【TiDB Usage Environment】Production
【TiDB Version】
【Encountered Problem】
【Reproduction Path】What operations were performed to cause the problem
【Problem Phenomenon and Impact】
WAL is an important means to ensure transaction durability, equivalent to the redo log in Oracle/MySQL. Write operations of a transaction are first persisted to the WAL, and then dirty data is asynchronously flushed to the disk. If the database crashes unexpectedly, the WAL can be used to recover the data.
Raft log is the log used for data replication in the Raft consensus protocol, and it is a means to ensure consistency in the CAP theorem. When a transaction initiates a commit on the leader replica, the write operation of the transaction is encapsulated into a Raft log entry, which is then replicated to the majority of nodes. After being appended and applied, the commit operation can successfully return.
TiCDC reads the KV change log directly from TiKV, not the Raft log.
Raft log is used for data synchronization between different instances of TiKV. To use an inappropriate analogy, it’s like MySQL’s binlog for master-slave synchronization, while the WAL log is a feature of TiKV’s storage engine RocksDB, similar to MySQL’s redo log.
Thank you very much, the additional answer solved my confusion. However, I would like to ask, is the kv change log a third log independent of the wal log and raft log?
I’m ashamed. I took the PCTP exam last year, but this New Year, my workplace has TiDB, and I realized I’ve forgotten everything. Looks like I need to study it all over again.
TiKV’s underlying structure is divided into two RocksDB instances, one for storing Raft logs and the other for storing data. The Raft log ensures data consistency among the three TiKV instances when data is written to TiKV. This log is recorded by the Raft protocol and eventually lands in RocksDB, where it is stored as a regular key-value pair.
Now, let’s talk about WAL (Write-Ahead Logging). When RocksDB writes data, it first writes to the memtable, which is an in-memory table. If the data were only written to memory and then returned, it wouldn’t be considered persistent. Therefore, a WAL is written, which appends the log directly to a file, effectively performing sequential writes. Sequential writes to disk are relatively fast.
Each TiKV has two RocksDB instances, one for storing raft logs and one for storing actual data, specifically: RocksDB raft and RocksDB db. When writing to the RocksDB db instance, it first writes to the WAL and then to the memtable. My question is, when writing raft logs to the RocksDB raft instance, does it also first write to the WAL and then to the memtable? It should be like this, right?
When RocksDB writes a key/value, it first writes to the WAL and then to the memtable. RocksDB-Raft is simply using a regular RocksDB to store Raft data, so there is no difference.

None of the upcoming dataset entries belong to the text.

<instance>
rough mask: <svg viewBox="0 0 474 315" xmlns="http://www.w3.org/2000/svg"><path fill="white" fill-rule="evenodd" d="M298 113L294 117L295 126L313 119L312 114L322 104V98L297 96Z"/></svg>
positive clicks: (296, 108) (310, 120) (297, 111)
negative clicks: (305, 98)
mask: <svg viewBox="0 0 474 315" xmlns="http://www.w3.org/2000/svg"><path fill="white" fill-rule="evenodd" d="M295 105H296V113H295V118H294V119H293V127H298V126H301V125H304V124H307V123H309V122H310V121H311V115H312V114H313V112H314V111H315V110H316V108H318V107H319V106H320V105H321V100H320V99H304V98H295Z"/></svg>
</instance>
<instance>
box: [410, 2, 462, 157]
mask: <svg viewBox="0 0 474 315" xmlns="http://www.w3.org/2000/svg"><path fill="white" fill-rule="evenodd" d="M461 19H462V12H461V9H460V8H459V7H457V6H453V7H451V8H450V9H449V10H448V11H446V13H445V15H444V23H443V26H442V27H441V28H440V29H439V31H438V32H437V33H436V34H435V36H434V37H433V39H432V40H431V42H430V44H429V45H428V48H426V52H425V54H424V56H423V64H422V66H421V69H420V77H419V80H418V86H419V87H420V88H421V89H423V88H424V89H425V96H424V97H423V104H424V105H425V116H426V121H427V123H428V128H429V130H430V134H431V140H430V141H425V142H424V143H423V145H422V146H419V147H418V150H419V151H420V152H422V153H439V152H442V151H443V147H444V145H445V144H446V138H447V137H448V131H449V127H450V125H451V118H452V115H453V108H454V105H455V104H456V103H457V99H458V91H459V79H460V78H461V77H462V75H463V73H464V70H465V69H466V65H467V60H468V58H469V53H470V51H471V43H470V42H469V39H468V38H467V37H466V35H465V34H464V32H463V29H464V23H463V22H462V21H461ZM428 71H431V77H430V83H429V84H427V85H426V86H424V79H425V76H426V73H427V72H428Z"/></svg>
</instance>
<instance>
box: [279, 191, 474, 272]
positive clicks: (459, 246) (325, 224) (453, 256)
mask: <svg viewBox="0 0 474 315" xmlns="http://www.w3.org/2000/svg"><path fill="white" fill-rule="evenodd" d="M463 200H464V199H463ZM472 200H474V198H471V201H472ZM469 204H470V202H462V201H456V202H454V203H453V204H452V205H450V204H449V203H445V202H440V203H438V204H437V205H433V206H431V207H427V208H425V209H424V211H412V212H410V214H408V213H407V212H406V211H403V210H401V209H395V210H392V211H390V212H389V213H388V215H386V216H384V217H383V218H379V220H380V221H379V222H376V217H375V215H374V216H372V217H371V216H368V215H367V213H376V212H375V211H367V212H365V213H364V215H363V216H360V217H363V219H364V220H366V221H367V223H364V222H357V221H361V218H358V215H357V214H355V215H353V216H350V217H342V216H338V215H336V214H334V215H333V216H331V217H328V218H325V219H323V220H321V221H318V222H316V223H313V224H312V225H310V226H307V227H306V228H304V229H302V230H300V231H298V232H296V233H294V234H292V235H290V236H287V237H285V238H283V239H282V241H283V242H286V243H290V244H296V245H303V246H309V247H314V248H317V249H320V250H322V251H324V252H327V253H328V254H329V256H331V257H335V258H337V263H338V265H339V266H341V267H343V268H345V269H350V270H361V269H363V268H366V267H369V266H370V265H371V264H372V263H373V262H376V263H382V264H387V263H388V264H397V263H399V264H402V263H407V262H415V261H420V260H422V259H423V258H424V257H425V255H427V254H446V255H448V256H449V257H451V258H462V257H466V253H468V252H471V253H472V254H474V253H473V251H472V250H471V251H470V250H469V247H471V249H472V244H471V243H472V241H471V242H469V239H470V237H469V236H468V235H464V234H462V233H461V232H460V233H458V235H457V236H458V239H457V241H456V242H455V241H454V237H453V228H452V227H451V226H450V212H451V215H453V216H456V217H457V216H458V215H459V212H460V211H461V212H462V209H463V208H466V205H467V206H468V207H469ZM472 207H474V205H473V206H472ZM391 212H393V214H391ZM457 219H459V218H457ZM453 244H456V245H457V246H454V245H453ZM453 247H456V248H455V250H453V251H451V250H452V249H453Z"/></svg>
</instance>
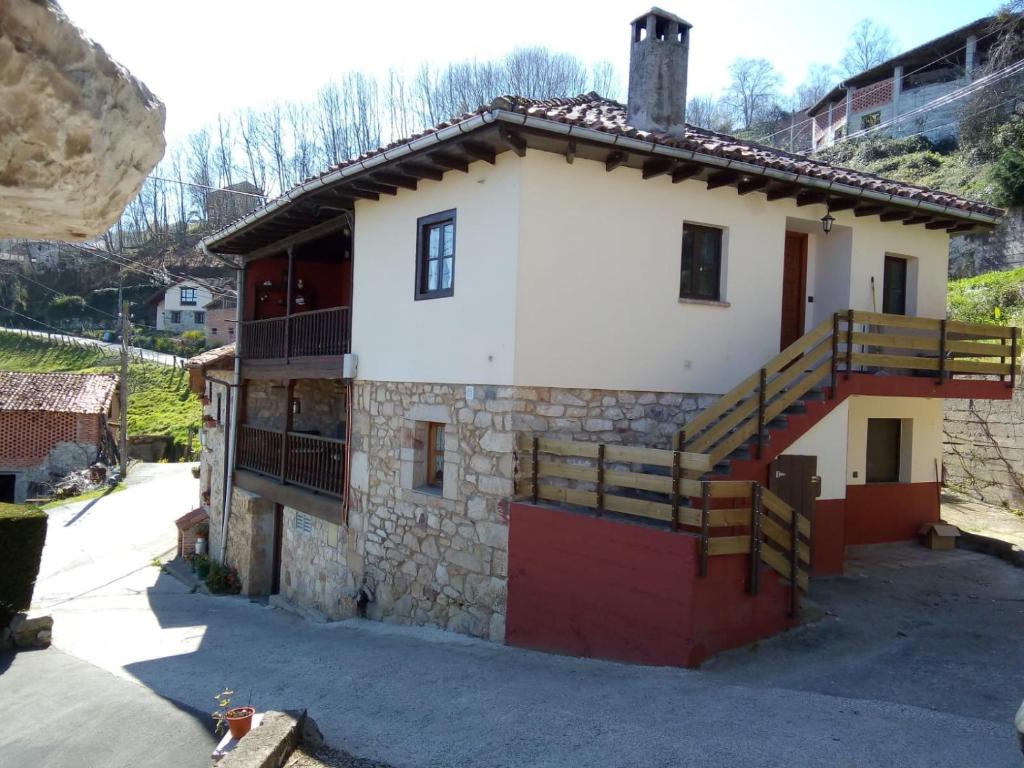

The key-value pairs written by the user are first written to the WAL (Write Ahead Log) on the disk, which can also be understood as KV change logs. Once a synchronization task is created, the TiCDC cluster will pull these row changed events.
I saw this in an article. Is this correct? Is wal the same as kv change logs?
Is the kv change log a third type of log independent of the wal log and raft log? I’m about to set up ticdc recently, so I want to understand what the kv change log is and what its write mechanism is.